For an African Women’s Decade in More than Name Only

Posted on 10 March 2010 by admin

Liberia’s new farmers like Jeanet Gay do not have husbands to support them and their children. Credit: Rebecca Murray/IPS

By Christian Benoni

UNITED NATIONS, Mar 10 (IPS/TerraViva) The African Union’s declaration that 2010/2020 is the African Women’s decade will mean little if governments fail to ratify and implement the Protocol to the African Charter on Human and People’s Rights on the Rights of Women.

Delegates at the Beijing +15 meeting in New York say implementation of the protocol, popularly known as the African women’s protocol, holds the key to advancing the rights of women on the continent. So far, only 27 countries, half of the continent’s nations, have ratified the instrument, regarded as progressive in safeguarding women’s rights.

The protocol, which came into force in 2005, requires state parties to eliminate sexual violence, discrimination and other harmful practices against women, and ensure gender equality and reproductive health rights, as well as the right to inherit property. While some countries have ratified the protocol, lack of implementation has seen continued human rights violations against women.

“The rights to cultivate and transfer customary land in Malawi are still granted by traditional chiefs who do not allow women to own land,” says Luciana Kuboma, a smallholder farmer in the southern African country.
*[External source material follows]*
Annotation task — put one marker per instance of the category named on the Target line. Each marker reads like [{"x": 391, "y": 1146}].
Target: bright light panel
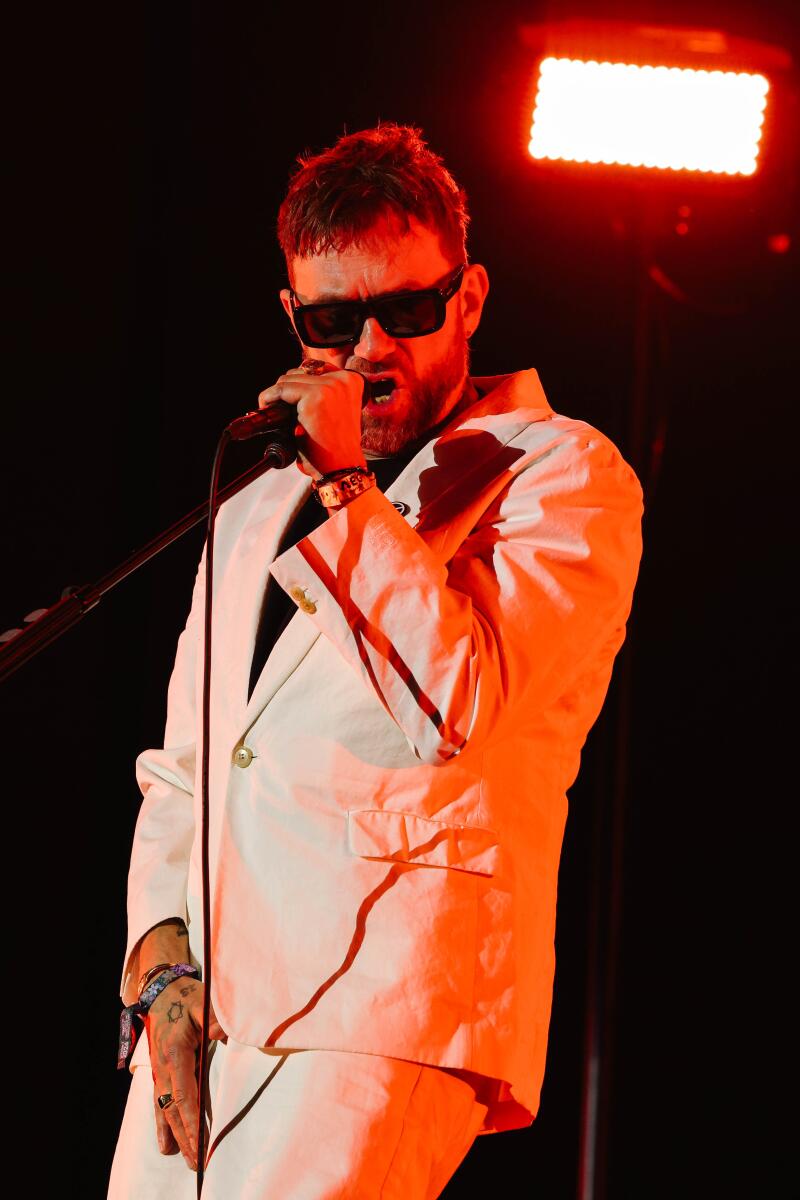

“Women are in the process left poor and cannot even access credit at microfinance institutions because they have nothing to present as collateral,” she adds.

In most parts of Africa, women lose land or matrimonial property to in-laws upon the death of their husbands. Many become destitute because they are unable to use the land to feed their children.

Addressing such traditional practices calls not only for implementing the protocol, but urgent budgets to support the implementation.

“We must now move from rhetoric to action. Our governments must put money into awareness-creation programmes, and building partnerships with religious and cultural institutions so as to change their attitudes towards such practices,” says Elizabeth Musoke of Maarifa Community Women’s Group, based in Nairobi.

Training is also crucial for police and magistrates who handle rape and other sexual violence cases. According to Tina Musuya, executive director of the Centre for Domestic Violence Prevention in Uganda, negative attitudes and blame towards survivors of sexual violence discourage them from reporting crimes.

“We have unsupportive law enforcement officers who mock rape, blaming women for having been scantily dressed at the time of the rape occurred. Also, magistrates reduce jail sentences on rape on pretext that if the head of the house is in jail, the family will have no provider,” she notes.

The situation is similar in neighbouring Kenya, where despite the Sexual Offences Act stipulating a minimum sentence of 10 years imprisonment and a maximum of life imprisonment, offenders are sometimes released after a few months, making the law far less effective as a deterrent.

Kenya is among the countries that have signed but not yet ratified the African women’s protocol. The heat is on now for such countries to “put their money where their mouth is” to ensure women enjoy their human rights, says Musuya.